You are not permitted to download, save or email this image. Visit image gallery to purchase the image.
The Government will spend more than $130 million on a student support package, which aims to assist financially embattled students dealing with the Covid-19 pandemic.
Prime Minister Jacinda Ardern was speaking at her post-Cabinet press conference this afternoon. She was joined by Finance Minister Grant Robertson.
Ardern confirmed many students will be able to borrow $1000 more on their student loan to tide them over until firmer decisions about tertiary education are made.
The increase to the student loan amount available is part of a wider support package for tertiary students who may be struggling during the Covid-19 pandemic.
A raft of new initiatives have been announced, aimed at providing students with as much certainty as possible during uncertain times.
The announcement includes:
• Increasing the student loan amount available for course-related costs for full-time students from $1000 to $2000, on a temporary basis
• The continuation of support payments for students unable to study on-line for up to 8 weeks
• Ensuring students receive partial tuition fee refunds in 2020 if their course has been discontinued due to Covid-19 (this will not affect their future entitlement to student loans)
• Ensuring that if a student is unable to complete a course of study in 2020 due to Covid-19, it will not affect their entitlement to Fees Free tertiary study.
Watch full media briefing here:
Ardern said education and retraining will be a key part of New Zealand's economic recovery. The package was important for struggling students across the country.
She thanked the Student Volunteer army, and those who have been helping students over these uncertain times. She also thanked teachers for helping with distance learning.
Education Minister Chris Hipkins said in a statement: "Covid-19 is impacting students' ability to financially contribute to and continue their studies."
He added that this support package would help support students until tertiary education providers can put in place alternative ways of delivering teaching and learning.
"This package provides relief to students straight away while we adapt to the immediate challenges posed by our response to Covid-19."
Domestic students who are enrolled in full-time tertiary study can access these supports from tomorrow.
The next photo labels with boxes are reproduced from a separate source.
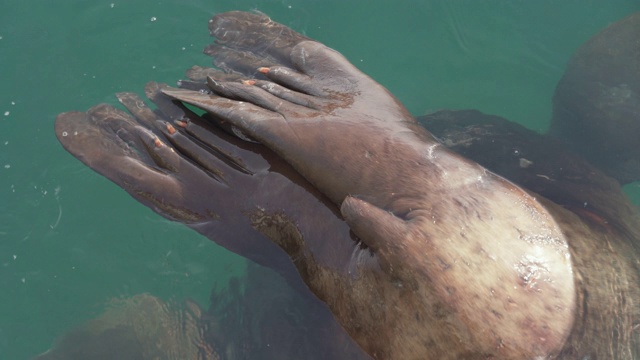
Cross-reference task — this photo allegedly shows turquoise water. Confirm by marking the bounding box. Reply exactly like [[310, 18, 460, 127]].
[[0, 0, 640, 359]]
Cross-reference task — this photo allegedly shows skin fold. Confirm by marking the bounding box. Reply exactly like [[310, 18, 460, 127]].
[[55, 12, 640, 359]]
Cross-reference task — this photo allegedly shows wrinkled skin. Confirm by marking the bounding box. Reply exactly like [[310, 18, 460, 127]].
[[56, 12, 640, 359]]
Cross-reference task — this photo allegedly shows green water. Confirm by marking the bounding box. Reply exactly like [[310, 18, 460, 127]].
[[0, 0, 640, 359]]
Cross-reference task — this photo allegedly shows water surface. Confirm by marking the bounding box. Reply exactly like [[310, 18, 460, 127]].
[[0, 0, 640, 359]]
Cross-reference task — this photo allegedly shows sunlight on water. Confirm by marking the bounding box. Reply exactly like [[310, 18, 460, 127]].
[[0, 0, 640, 359]]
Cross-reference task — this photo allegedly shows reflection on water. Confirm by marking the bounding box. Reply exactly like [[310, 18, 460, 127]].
[[0, 0, 640, 358]]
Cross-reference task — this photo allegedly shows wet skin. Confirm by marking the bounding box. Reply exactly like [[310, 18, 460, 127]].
[[56, 12, 640, 359]]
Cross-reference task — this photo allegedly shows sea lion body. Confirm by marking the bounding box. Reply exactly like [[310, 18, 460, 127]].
[[56, 12, 640, 359], [163, 13, 576, 359]]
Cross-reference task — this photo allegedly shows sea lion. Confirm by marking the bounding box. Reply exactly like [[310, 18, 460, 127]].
[[56, 12, 638, 359]]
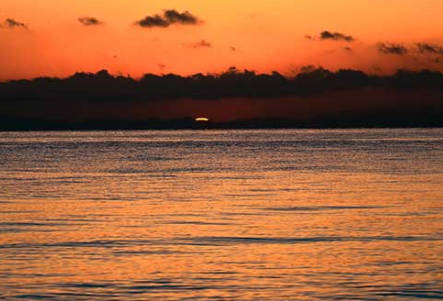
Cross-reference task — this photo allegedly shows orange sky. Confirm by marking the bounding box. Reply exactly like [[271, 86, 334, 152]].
[[0, 0, 443, 80]]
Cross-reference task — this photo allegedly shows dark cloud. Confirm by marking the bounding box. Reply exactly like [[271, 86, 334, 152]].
[[0, 18, 28, 28], [164, 9, 200, 25], [185, 40, 212, 48], [78, 17, 103, 26], [135, 15, 171, 28], [417, 43, 443, 55], [320, 31, 355, 43], [377, 43, 409, 55], [135, 9, 201, 28], [0, 65, 443, 130]]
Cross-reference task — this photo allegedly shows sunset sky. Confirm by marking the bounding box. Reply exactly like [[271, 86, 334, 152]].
[[0, 0, 443, 80]]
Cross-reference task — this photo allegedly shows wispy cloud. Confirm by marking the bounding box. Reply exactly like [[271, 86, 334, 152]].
[[417, 43, 443, 55], [377, 43, 409, 55], [0, 18, 28, 29], [320, 30, 355, 43], [78, 17, 103, 26], [135, 9, 202, 28], [184, 40, 212, 48]]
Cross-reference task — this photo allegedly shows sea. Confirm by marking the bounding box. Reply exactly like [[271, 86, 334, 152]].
[[0, 129, 443, 301]]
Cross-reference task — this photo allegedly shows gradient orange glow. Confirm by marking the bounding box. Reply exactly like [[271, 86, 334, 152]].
[[0, 0, 443, 80]]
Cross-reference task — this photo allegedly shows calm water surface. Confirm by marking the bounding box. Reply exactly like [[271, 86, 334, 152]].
[[0, 129, 443, 301]]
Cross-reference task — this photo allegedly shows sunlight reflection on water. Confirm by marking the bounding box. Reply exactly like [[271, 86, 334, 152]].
[[0, 129, 443, 301]]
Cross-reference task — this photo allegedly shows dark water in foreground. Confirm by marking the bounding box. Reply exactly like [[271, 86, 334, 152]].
[[0, 129, 443, 301]]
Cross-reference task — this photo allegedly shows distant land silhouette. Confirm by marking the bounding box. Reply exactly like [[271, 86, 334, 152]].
[[0, 67, 443, 131]]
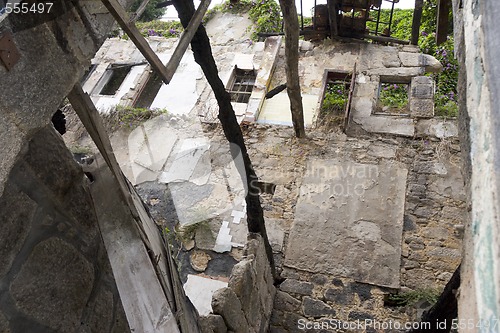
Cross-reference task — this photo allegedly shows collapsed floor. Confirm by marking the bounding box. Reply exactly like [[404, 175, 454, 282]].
[[61, 100, 466, 332]]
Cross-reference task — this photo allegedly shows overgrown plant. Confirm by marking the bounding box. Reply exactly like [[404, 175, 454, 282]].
[[367, 0, 458, 117], [378, 83, 408, 113], [136, 20, 184, 38]]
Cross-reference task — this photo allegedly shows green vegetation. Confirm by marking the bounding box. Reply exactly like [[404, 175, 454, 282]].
[[203, 0, 281, 41], [320, 81, 349, 127], [386, 289, 440, 307], [367, 0, 458, 117], [103, 105, 167, 132], [130, 0, 165, 22], [378, 83, 408, 113], [322, 83, 348, 113]]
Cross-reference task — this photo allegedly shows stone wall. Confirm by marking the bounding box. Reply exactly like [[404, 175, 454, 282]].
[[200, 234, 276, 333], [223, 123, 467, 333], [0, 0, 146, 332], [0, 125, 128, 332]]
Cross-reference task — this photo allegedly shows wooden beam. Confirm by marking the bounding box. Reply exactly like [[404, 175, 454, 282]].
[[166, 0, 211, 81], [130, 0, 150, 22], [328, 0, 339, 38], [156, 0, 173, 8], [436, 0, 450, 45], [411, 0, 424, 45], [102, 0, 173, 84]]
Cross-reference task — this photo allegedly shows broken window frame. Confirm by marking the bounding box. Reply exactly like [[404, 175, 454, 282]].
[[316, 68, 356, 132], [372, 76, 411, 117], [92, 63, 138, 96], [226, 66, 257, 104]]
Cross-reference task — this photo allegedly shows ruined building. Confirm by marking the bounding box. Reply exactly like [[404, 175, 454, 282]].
[[0, 0, 500, 333]]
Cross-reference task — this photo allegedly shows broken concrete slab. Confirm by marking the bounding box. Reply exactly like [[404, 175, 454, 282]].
[[184, 274, 227, 316], [284, 159, 408, 288]]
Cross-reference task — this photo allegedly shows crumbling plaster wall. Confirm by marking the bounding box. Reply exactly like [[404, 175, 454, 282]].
[[0, 125, 128, 332], [0, 0, 136, 332], [453, 0, 500, 324]]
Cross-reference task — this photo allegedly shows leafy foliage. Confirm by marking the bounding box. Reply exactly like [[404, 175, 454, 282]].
[[322, 83, 348, 113], [130, 0, 165, 22], [386, 289, 439, 306], [419, 31, 458, 117], [379, 83, 408, 113]]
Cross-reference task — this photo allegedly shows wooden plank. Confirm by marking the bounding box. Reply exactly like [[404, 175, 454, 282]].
[[328, 0, 339, 37], [102, 0, 173, 84], [436, 0, 450, 45], [410, 0, 424, 45], [166, 0, 210, 81]]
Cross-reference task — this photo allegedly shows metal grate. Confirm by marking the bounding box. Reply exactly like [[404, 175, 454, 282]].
[[229, 68, 256, 103]]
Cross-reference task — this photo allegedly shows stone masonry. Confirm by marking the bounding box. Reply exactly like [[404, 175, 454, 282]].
[[0, 125, 128, 332]]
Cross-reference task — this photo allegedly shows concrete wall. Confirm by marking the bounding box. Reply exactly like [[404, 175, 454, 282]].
[[454, 0, 500, 331], [200, 234, 276, 333], [0, 125, 128, 332]]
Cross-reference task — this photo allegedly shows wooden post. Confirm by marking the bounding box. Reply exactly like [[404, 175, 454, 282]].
[[102, 0, 173, 84], [411, 0, 424, 45], [436, 0, 450, 45]]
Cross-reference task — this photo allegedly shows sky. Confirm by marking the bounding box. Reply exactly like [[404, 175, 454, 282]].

Hipkins revealed that the Government is also working on a second package of changes.
These, he said, would prepare the tertiary system for "significant growth in participation" as more New Zealanders look to retrain to get back into the workforce.
The cost of the package is $133 million, split between $35 million in operating funding and $98 million in capital expenditure.
This money will come out of the Government's Tertiary Education budget.
"Covid-19 is impacting students' ability to financially contribute to and continue their studies," Education Minister Chris Hipkins said in a statement.
Who does this package apply to?
It applies to all fulltime domestic students studying at university, polytechs, or private training establishments this year whether they are enrolled already or planning to enrol.
What do students have to do to apply for support?
Information will be available from StudyLink (MSD), the Ministry of Education and their provider.
Do students have to extend their allowance or loan?
No, students will be able to opt-out if they do not want to increase their loan.
What additional support is available for students' mental health needs?
Students can access mental health support services through their providers. The way these services are delivered may have changed, for example interviews may now be online or by phone. Students should talk to their providers regarding how to access these services.
DEATH TOLL CLIMBS
Earlier today, Director-General of Health Dr Ashley Bloomfield announced there had been four more deaths linked to Covid-19 and this was a "sobering reminder" of what's at stake in the fight against the pandemic.
It is the country's highest number of deaths in a day so far.
The Covid-19 death toll is now nine, including six elderly people from the Rosewood rest home cluster, but despite the sad news, Bloomfield said New Zealand appeared to be past its Covid-19 peak.
Bloomfield confirmed 17 new cases since yesterday, made up of eight new confirmed cases and nine new probable cases. The new combined total of confirmed and probable cases in New Zealand is 1366.
Prime Minister Jacinda Ardern said the latest deaths were a "sad and sobering reminder," of the importance of sticking to the level 4 lockdown.
"It is our deadliest day to date... It's also a reminder of how much worse the spread and death toll would be had we not taken the action we have taken to break the chain of infection."